By “lost cause” I don’t mean that Yahoo! and Google are lost causes as businesses. What I meant was that it may be a lost cause for the entrepreneur in trying to get air time with the Yahoos and Googles of the world.
What could cause it to be “lost cause”?
I find that there are two reasons for the “lost cause” label. The first being organizational defects, and the second being the people themselves.
Basically, too much work and unaligned goals. Sometimes an org places so much work on an individual where he just can’t think clearly about anything else but what he has to get done now. So all future, innovative stuff goes down in the dumper. He can barely get the stuff he has now done, let alone freeing up brain space to process new stuff.

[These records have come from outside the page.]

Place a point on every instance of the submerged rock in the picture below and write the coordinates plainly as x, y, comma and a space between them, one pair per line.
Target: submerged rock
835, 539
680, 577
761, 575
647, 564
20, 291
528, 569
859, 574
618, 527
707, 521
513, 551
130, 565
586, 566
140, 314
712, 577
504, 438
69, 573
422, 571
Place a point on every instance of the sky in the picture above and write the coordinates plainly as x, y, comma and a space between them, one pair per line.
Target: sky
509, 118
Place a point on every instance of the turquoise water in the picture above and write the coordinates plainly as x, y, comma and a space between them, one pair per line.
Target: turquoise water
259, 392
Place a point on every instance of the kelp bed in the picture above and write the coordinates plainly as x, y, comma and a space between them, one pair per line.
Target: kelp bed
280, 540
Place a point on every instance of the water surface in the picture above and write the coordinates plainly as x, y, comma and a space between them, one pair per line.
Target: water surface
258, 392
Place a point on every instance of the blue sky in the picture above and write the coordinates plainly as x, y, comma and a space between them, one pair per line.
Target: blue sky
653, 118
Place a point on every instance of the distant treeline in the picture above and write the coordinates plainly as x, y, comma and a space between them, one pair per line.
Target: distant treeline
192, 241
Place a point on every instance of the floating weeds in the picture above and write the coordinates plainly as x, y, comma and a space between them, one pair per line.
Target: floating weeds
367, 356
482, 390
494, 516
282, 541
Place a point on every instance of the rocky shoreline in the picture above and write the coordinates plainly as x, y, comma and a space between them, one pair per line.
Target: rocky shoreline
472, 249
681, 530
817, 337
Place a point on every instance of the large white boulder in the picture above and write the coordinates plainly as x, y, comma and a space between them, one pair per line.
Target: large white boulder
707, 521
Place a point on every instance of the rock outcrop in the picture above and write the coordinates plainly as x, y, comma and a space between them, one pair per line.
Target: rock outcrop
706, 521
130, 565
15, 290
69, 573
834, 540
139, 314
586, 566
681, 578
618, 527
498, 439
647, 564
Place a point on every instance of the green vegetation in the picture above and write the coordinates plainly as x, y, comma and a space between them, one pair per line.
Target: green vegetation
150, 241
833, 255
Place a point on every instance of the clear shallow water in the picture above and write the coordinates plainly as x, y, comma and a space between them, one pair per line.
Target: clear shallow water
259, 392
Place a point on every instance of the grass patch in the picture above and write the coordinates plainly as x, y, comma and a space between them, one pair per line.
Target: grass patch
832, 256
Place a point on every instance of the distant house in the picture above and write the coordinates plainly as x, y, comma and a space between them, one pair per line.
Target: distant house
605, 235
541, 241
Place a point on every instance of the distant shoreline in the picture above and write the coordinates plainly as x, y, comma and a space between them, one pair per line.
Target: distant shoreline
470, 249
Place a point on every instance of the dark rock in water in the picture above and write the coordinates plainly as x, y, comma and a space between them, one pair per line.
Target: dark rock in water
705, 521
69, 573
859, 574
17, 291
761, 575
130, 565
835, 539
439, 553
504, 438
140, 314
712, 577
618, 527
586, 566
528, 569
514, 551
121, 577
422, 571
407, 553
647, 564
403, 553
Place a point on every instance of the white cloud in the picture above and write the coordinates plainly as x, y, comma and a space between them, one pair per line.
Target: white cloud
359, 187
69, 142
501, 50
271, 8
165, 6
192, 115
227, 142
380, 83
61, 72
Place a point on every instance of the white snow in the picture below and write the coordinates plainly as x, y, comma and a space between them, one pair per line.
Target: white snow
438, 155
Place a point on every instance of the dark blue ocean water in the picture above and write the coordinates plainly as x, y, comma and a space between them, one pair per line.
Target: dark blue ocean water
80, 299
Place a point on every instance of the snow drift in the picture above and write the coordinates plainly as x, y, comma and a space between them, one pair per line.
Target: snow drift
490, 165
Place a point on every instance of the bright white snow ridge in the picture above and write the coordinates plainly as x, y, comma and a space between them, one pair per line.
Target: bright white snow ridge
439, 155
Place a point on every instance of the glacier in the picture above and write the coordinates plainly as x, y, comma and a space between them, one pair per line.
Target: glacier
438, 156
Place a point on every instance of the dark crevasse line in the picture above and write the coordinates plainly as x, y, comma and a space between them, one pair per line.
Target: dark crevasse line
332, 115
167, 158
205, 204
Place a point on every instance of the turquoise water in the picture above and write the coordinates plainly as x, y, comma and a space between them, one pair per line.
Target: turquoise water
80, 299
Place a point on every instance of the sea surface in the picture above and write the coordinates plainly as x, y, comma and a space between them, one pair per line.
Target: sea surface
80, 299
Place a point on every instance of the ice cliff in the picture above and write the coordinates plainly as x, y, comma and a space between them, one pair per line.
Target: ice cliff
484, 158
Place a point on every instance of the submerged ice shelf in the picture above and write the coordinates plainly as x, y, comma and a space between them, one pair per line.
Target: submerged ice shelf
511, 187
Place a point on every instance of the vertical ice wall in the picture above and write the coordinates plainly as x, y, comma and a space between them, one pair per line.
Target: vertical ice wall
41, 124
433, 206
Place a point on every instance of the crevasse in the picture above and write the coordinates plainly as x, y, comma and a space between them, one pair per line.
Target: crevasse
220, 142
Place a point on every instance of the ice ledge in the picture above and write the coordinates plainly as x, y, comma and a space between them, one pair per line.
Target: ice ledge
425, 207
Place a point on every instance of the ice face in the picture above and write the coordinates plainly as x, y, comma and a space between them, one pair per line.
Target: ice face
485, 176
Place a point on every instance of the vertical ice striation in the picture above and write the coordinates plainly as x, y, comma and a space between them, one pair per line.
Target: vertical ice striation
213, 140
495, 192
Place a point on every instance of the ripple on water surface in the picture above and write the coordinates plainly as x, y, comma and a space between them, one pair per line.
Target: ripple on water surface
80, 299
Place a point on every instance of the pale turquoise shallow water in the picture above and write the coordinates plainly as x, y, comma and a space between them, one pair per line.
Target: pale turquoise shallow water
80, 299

As for unaligned goals, here is an example. At a major internet company, the goals of a general manager of a business unit were very numbers driven. I make my numbers, I get a raise. I don’t, no raise. Anything that clearly helps me make my numbers gets first priority. Anything else that is unclear in driving towards me making my numbers (hence my goals) is shoved down the priority chain. So you show up with your nice tool, but there are about hundred other things that this GM knows could make his numbers faster in the short term and decides he doesn’t have time to talk to you.
Some people just can’t grasp the big picture. They can’t see broadly where things could fit in. They may be smart, and great operations folks and get lots of things done, but sometimes can’t figure out how to integrate a new thing. This relates to multi-tasking ability, ability to handle information overload, general creativity, and physical/mental/emotional energy. When you’re in a place like a Yahoo! or a Google, you’re running at 1000 MPH. You get the physical/mental/emotional energy sucked out of you, and you can’t multi-task or handle all this information and you are back to just doing what is placed on your desk at that time.
Again, new, innovative stuff just falls off the plate.
The entrepreneur suffers because he could be selling his technology to a prominent company; the company suffers because they may be missing something they should be integrating.
How do we, as a society of businesses, do better?